Doris Tate's health began to deteriorate after she was diagnosed with a brain tumor. In 1992, she was one of several volunteer workers recognized by President George H. W. Bush as one of a "Thousand Points of Light." The ceremony, during which Tate and her family were honored by the President for their work in promoting victims' rights, marked Tate's final public appearance. She died later that year at the age of 68.
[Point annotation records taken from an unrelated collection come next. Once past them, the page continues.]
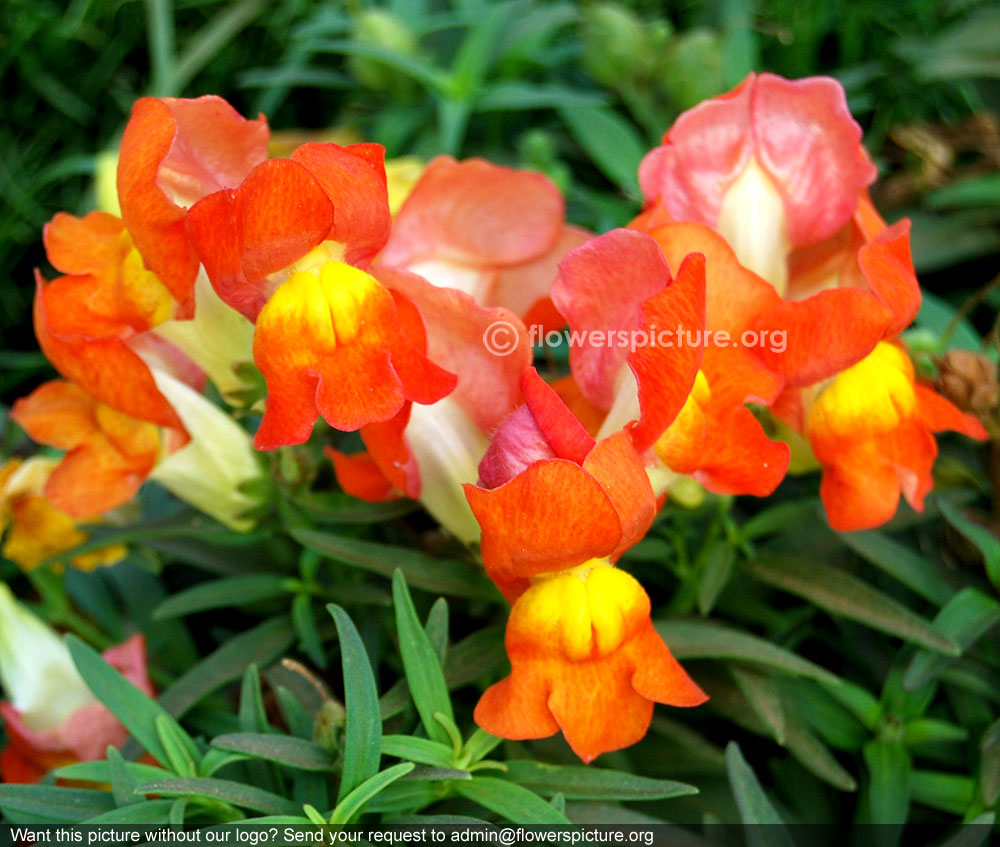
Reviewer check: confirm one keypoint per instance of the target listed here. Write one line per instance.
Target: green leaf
(967, 617)
(183, 761)
(989, 768)
(139, 813)
(511, 801)
(715, 575)
(705, 640)
(982, 190)
(420, 750)
(889, 789)
(754, 805)
(945, 791)
(137, 712)
(814, 755)
(474, 656)
(253, 713)
(843, 594)
(423, 72)
(280, 749)
(363, 731)
(519, 96)
(437, 628)
(335, 507)
(435, 575)
(901, 563)
(778, 518)
(236, 793)
(764, 698)
(982, 538)
(931, 731)
(260, 645)
(357, 799)
(122, 782)
(423, 672)
(972, 832)
(611, 142)
(223, 594)
(591, 783)
(304, 621)
(44, 804)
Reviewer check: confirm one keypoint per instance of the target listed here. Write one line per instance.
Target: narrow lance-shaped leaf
(420, 662)
(363, 732)
(137, 712)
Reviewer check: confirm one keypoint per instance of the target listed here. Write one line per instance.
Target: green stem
(160, 23)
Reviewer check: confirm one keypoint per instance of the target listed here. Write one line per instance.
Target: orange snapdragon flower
(109, 453)
(495, 233)
(550, 497)
(287, 249)
(428, 452)
(585, 660)
(705, 430)
(871, 427)
(35, 529)
(51, 717)
(777, 168)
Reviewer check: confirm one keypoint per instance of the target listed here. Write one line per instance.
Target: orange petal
(861, 491)
(525, 288)
(939, 414)
(277, 215)
(110, 454)
(826, 333)
(173, 153)
(353, 177)
(517, 707)
(360, 477)
(888, 267)
(558, 425)
(553, 516)
(618, 469)
(330, 345)
(457, 332)
(665, 375)
(476, 213)
(799, 131)
(600, 290)
(658, 675)
(104, 366)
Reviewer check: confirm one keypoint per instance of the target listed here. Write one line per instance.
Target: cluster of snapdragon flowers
(376, 310)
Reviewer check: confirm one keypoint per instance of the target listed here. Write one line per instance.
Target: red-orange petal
(276, 216)
(174, 152)
(665, 375)
(353, 177)
(329, 345)
(104, 366)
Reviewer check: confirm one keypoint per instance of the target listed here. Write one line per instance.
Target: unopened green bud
(691, 68)
(380, 28)
(328, 726)
(614, 41)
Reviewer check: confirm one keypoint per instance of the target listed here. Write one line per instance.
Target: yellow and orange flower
(51, 717)
(585, 660)
(871, 428)
(496, 233)
(551, 497)
(109, 455)
(34, 529)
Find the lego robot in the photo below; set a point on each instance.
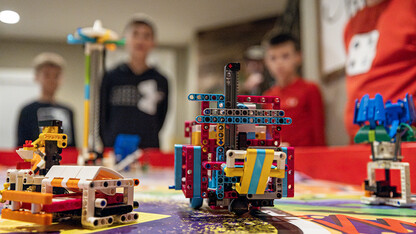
(234, 159)
(385, 126)
(41, 191)
(96, 40)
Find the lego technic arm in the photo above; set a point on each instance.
(385, 126)
(235, 151)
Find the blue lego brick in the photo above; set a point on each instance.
(251, 135)
(230, 180)
(206, 97)
(178, 166)
(284, 185)
(220, 185)
(197, 171)
(258, 167)
(244, 120)
(220, 154)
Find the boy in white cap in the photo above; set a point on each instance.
(48, 74)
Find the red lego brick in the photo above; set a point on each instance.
(290, 172)
(23, 165)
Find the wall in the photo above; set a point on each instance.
(19, 54)
(333, 92)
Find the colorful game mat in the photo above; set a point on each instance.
(318, 207)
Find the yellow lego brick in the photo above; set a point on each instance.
(220, 134)
(265, 171)
(249, 162)
(261, 136)
(231, 172)
(212, 135)
(28, 197)
(196, 138)
(27, 216)
(278, 173)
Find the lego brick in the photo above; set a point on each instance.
(29, 197)
(188, 128)
(243, 112)
(212, 165)
(197, 172)
(205, 97)
(244, 120)
(178, 166)
(289, 181)
(26, 216)
(258, 99)
(265, 170)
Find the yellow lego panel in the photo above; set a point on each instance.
(196, 138)
(27, 216)
(231, 172)
(28, 197)
(278, 173)
(249, 162)
(261, 136)
(265, 172)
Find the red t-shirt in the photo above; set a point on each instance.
(381, 54)
(302, 102)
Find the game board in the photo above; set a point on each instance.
(319, 207)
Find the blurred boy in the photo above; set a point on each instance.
(48, 73)
(301, 100)
(133, 96)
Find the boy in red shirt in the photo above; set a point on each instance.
(301, 100)
(381, 53)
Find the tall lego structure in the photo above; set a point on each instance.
(96, 40)
(385, 126)
(234, 159)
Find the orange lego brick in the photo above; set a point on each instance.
(27, 216)
(28, 197)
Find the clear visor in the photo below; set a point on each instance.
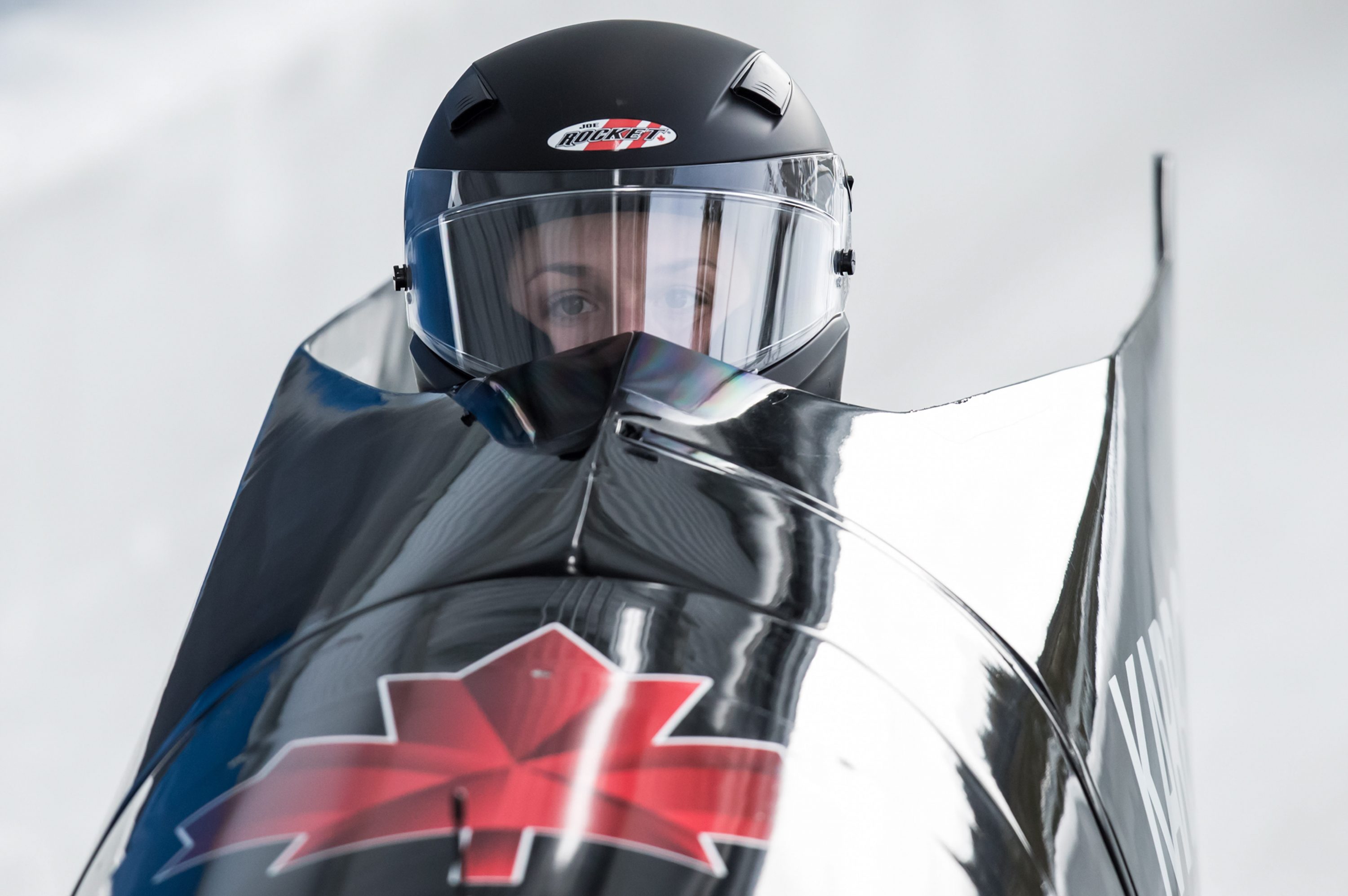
(745, 278)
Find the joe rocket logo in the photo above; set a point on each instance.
(541, 737)
(612, 134)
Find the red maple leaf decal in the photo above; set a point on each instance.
(542, 736)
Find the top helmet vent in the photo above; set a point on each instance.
(766, 84)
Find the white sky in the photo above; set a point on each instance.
(186, 191)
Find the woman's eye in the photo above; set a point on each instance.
(569, 305)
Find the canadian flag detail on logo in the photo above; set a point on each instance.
(612, 134)
(545, 736)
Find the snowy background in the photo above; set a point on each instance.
(189, 189)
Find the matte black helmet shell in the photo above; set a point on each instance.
(722, 98)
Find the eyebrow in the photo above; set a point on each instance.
(581, 270)
(561, 267)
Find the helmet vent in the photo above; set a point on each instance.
(467, 100)
(766, 84)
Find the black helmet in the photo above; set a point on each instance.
(629, 176)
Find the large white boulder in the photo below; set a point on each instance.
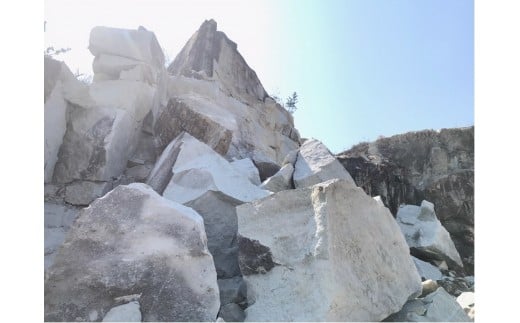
(425, 234)
(140, 44)
(323, 253)
(213, 80)
(248, 168)
(133, 241)
(60, 89)
(198, 169)
(100, 139)
(315, 164)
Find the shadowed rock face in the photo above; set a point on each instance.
(424, 165)
(210, 54)
(132, 241)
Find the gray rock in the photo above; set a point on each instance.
(425, 234)
(133, 241)
(290, 158)
(101, 138)
(266, 168)
(260, 128)
(232, 313)
(442, 307)
(426, 270)
(248, 168)
(199, 169)
(138, 173)
(209, 54)
(347, 249)
(315, 164)
(232, 290)
(280, 181)
(220, 222)
(428, 286)
(58, 219)
(437, 166)
(129, 312)
(84, 192)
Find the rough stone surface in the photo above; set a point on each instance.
(84, 192)
(248, 168)
(198, 169)
(58, 219)
(425, 234)
(224, 89)
(100, 140)
(220, 222)
(209, 54)
(280, 181)
(315, 164)
(60, 88)
(437, 166)
(427, 270)
(180, 115)
(129, 312)
(133, 241)
(442, 307)
(347, 249)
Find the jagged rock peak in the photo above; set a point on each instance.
(211, 55)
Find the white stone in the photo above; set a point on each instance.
(84, 192)
(198, 169)
(323, 253)
(425, 234)
(315, 164)
(100, 139)
(248, 168)
(133, 241)
(113, 65)
(138, 44)
(129, 312)
(256, 128)
(55, 125)
(427, 270)
(280, 181)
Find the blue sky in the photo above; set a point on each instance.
(362, 68)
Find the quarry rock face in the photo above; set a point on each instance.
(315, 164)
(425, 234)
(213, 82)
(347, 249)
(437, 166)
(186, 194)
(198, 169)
(209, 54)
(132, 241)
(280, 181)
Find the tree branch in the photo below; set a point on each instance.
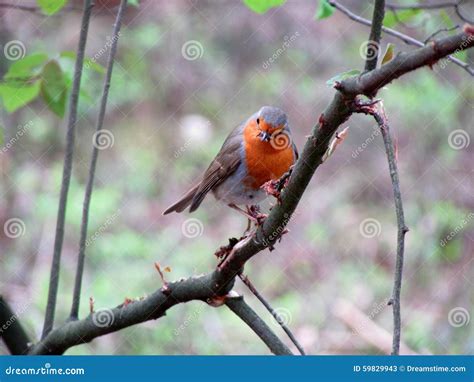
(241, 309)
(220, 282)
(11, 331)
(272, 311)
(70, 136)
(405, 38)
(381, 119)
(373, 44)
(92, 167)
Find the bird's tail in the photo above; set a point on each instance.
(183, 202)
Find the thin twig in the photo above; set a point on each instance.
(378, 112)
(446, 4)
(11, 330)
(93, 164)
(267, 305)
(70, 136)
(373, 44)
(220, 281)
(246, 314)
(401, 36)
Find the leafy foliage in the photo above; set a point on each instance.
(50, 7)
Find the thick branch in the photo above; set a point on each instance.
(373, 44)
(221, 280)
(95, 154)
(405, 38)
(70, 137)
(241, 309)
(11, 331)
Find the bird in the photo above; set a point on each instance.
(255, 152)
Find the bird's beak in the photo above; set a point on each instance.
(264, 136)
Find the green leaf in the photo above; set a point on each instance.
(50, 7)
(393, 18)
(324, 10)
(54, 88)
(89, 63)
(389, 53)
(262, 6)
(25, 67)
(15, 97)
(342, 76)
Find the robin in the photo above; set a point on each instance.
(257, 151)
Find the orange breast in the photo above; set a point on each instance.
(266, 160)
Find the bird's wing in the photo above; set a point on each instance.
(225, 164)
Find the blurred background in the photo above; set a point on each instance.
(186, 73)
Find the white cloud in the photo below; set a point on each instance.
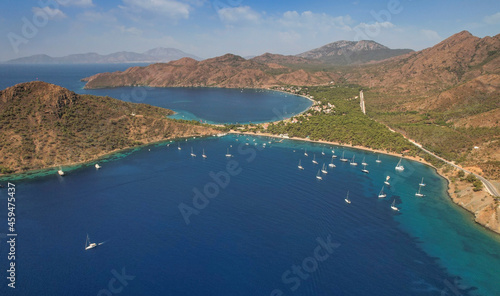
(51, 13)
(492, 19)
(81, 3)
(170, 8)
(239, 14)
(130, 30)
(431, 35)
(317, 21)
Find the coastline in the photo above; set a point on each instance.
(70, 166)
(477, 210)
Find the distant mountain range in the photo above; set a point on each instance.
(56, 126)
(352, 52)
(155, 55)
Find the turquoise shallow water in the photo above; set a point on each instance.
(210, 105)
(258, 222)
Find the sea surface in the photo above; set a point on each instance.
(250, 224)
(208, 105)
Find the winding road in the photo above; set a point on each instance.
(487, 184)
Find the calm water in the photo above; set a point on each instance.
(211, 105)
(262, 227)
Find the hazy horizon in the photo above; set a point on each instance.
(247, 28)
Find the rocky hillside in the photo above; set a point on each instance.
(44, 125)
(225, 71)
(452, 62)
(352, 52)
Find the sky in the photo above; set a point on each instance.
(209, 28)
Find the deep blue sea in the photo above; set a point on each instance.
(203, 104)
(251, 224)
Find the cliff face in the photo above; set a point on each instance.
(225, 71)
(44, 125)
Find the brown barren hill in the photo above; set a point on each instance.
(229, 71)
(45, 125)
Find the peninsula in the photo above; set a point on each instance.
(45, 125)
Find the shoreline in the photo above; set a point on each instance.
(34, 173)
(453, 197)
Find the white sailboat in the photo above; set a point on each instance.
(318, 176)
(393, 206)
(331, 164)
(399, 166)
(343, 158)
(382, 193)
(323, 170)
(419, 194)
(314, 159)
(347, 200)
(88, 244)
(352, 161)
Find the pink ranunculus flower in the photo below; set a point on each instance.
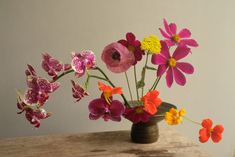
(117, 57)
(136, 114)
(78, 91)
(133, 46)
(38, 88)
(174, 38)
(100, 108)
(171, 65)
(82, 61)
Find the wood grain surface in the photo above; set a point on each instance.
(103, 144)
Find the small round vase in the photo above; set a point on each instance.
(149, 132)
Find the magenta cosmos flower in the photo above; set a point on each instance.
(100, 108)
(133, 46)
(137, 114)
(171, 65)
(117, 57)
(78, 91)
(52, 66)
(172, 37)
(82, 61)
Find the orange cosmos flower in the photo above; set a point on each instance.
(151, 101)
(207, 131)
(109, 91)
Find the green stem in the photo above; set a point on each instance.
(153, 84)
(144, 70)
(192, 120)
(137, 91)
(128, 84)
(158, 79)
(109, 81)
(61, 75)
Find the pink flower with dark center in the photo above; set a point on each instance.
(133, 46)
(181, 38)
(117, 57)
(78, 91)
(137, 114)
(35, 116)
(52, 66)
(171, 65)
(38, 88)
(82, 61)
(100, 108)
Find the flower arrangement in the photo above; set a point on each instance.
(119, 57)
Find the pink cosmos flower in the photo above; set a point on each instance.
(133, 46)
(171, 65)
(52, 66)
(38, 88)
(82, 61)
(137, 114)
(172, 37)
(78, 91)
(117, 57)
(100, 108)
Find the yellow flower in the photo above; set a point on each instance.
(174, 117)
(151, 44)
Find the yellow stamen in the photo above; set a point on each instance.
(172, 62)
(176, 38)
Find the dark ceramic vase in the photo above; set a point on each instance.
(149, 132)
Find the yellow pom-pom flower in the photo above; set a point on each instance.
(151, 44)
(174, 117)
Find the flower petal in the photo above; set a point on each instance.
(179, 77)
(189, 42)
(158, 59)
(164, 34)
(167, 28)
(161, 69)
(207, 123)
(184, 33)
(169, 77)
(173, 28)
(204, 135)
(130, 37)
(180, 52)
(185, 67)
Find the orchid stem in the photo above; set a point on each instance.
(128, 84)
(144, 70)
(137, 92)
(192, 120)
(109, 81)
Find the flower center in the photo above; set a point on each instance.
(176, 38)
(131, 48)
(172, 62)
(139, 110)
(116, 56)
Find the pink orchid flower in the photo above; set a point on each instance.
(171, 65)
(133, 45)
(174, 38)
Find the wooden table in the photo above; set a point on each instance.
(104, 144)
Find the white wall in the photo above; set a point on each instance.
(30, 27)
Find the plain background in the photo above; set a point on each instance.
(30, 27)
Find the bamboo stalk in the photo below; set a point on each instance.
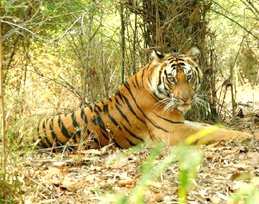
(122, 43)
(2, 98)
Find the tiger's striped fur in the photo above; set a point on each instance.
(150, 105)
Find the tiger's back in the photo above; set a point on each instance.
(149, 106)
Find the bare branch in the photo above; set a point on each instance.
(248, 31)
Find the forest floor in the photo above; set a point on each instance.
(92, 176)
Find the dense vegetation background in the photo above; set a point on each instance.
(58, 55)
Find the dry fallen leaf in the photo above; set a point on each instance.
(126, 182)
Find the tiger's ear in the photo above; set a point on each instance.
(158, 56)
(193, 53)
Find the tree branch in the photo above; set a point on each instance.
(248, 31)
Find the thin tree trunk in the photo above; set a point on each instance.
(89, 38)
(2, 99)
(135, 40)
(122, 43)
(231, 72)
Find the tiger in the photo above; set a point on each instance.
(149, 106)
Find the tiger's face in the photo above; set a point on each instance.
(177, 79)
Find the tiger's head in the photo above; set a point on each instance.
(176, 79)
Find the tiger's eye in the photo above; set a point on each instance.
(189, 77)
(171, 79)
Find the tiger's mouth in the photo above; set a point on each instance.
(184, 107)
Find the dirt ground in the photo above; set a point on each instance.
(92, 176)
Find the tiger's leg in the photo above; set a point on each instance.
(208, 134)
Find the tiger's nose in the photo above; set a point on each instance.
(185, 99)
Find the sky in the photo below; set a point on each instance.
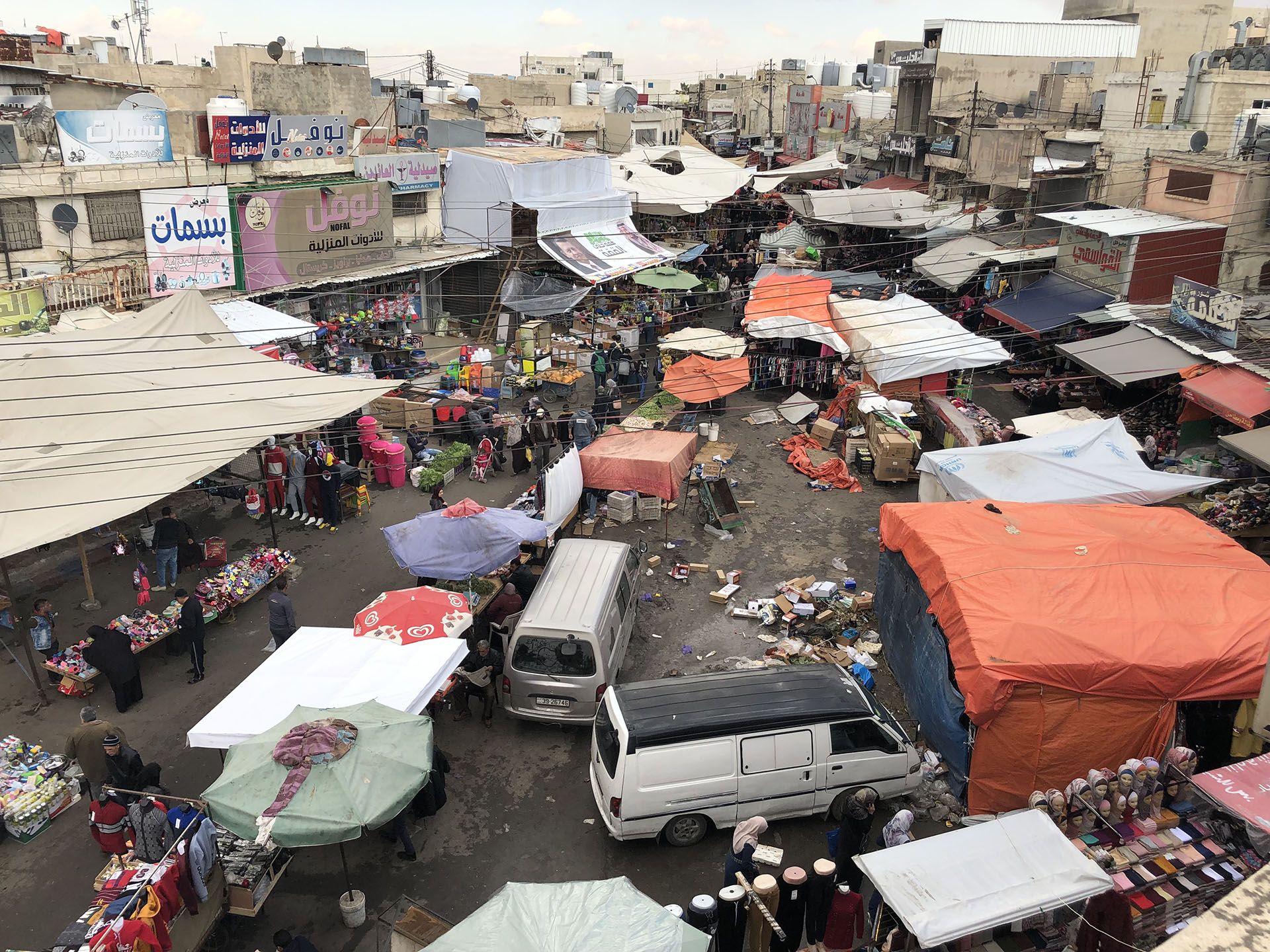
(658, 41)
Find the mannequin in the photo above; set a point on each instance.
(730, 933)
(793, 909)
(820, 896)
(760, 932)
(846, 920)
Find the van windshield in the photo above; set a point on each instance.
(606, 739)
(539, 655)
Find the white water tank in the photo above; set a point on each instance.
(609, 95)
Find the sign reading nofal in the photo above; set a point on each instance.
(113, 138)
(190, 243)
(290, 235)
(1212, 313)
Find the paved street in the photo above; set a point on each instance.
(520, 801)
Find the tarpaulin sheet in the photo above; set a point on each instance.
(1231, 393)
(1095, 462)
(976, 879)
(653, 462)
(1113, 601)
(329, 668)
(97, 424)
(698, 380)
(793, 307)
(1047, 305)
(904, 338)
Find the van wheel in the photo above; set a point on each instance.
(686, 830)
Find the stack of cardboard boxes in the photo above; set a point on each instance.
(894, 455)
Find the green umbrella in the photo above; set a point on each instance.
(666, 278)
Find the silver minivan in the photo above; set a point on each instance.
(566, 647)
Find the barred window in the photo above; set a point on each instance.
(21, 227)
(113, 216)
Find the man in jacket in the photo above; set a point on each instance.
(190, 626)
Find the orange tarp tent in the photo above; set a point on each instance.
(698, 380)
(1074, 630)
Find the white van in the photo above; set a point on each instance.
(673, 757)
(566, 647)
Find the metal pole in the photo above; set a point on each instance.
(22, 635)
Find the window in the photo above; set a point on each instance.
(849, 736)
(113, 216)
(409, 204)
(21, 229)
(1193, 186)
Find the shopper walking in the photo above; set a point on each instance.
(190, 623)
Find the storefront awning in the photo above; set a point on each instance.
(1129, 356)
(1231, 393)
(1047, 305)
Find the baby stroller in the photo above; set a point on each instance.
(480, 462)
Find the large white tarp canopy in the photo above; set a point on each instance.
(704, 182)
(329, 668)
(978, 877)
(568, 190)
(99, 423)
(904, 338)
(1093, 463)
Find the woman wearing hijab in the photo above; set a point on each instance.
(741, 857)
(111, 653)
(854, 836)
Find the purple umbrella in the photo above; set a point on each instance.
(461, 541)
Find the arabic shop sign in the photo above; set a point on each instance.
(1212, 313)
(266, 139)
(408, 173)
(189, 239)
(112, 138)
(290, 235)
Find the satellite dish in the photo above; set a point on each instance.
(65, 218)
(142, 100)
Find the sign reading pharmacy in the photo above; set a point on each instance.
(113, 138)
(1212, 313)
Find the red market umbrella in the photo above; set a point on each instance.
(414, 615)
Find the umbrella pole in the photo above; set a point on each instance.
(349, 880)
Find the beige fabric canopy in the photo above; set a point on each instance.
(97, 424)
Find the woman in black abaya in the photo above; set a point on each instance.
(111, 653)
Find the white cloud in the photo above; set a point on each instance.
(558, 17)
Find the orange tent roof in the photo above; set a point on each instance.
(1114, 601)
(698, 379)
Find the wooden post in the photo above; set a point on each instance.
(92, 604)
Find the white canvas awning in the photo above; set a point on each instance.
(329, 668)
(99, 423)
(1094, 463)
(948, 887)
(904, 338)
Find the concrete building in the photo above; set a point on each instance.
(596, 65)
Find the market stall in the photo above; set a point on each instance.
(970, 884)
(1108, 615)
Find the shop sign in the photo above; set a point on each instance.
(113, 138)
(904, 143)
(190, 241)
(19, 310)
(413, 172)
(288, 235)
(1212, 313)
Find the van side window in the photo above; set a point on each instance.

Her work was taken over by her younger daughters, Debra and Patricia (nicknamed Patti). The Doris Tate Crime Victims Bureau, a non-profit organization with the aim of monitoring criminal legislation and raising public awareness began in Sacramento, California in July 1993. In 1995, the Doris Tate Crime Victims Foundation was established with the aim of providing assistance to victims and their families. Patti began to represent the Tate family at parole hearings. In 1997, Debra Tate (born 6 November 1952) attended the parole hearing of Patricia Krenwinkel and since then has attended the parole hearings of every member of the Manson family imprisoned for the Tate–Labianca murders. She actively campaigns against the release of any of the Manson family convicted of murder.

On 3 June 2000, Doris' youngest daughter, Patricia (born 30 October 1957) died of breast cancer.

In May 2005, Doris' husband Paul died, reportedly of congestive heart failure.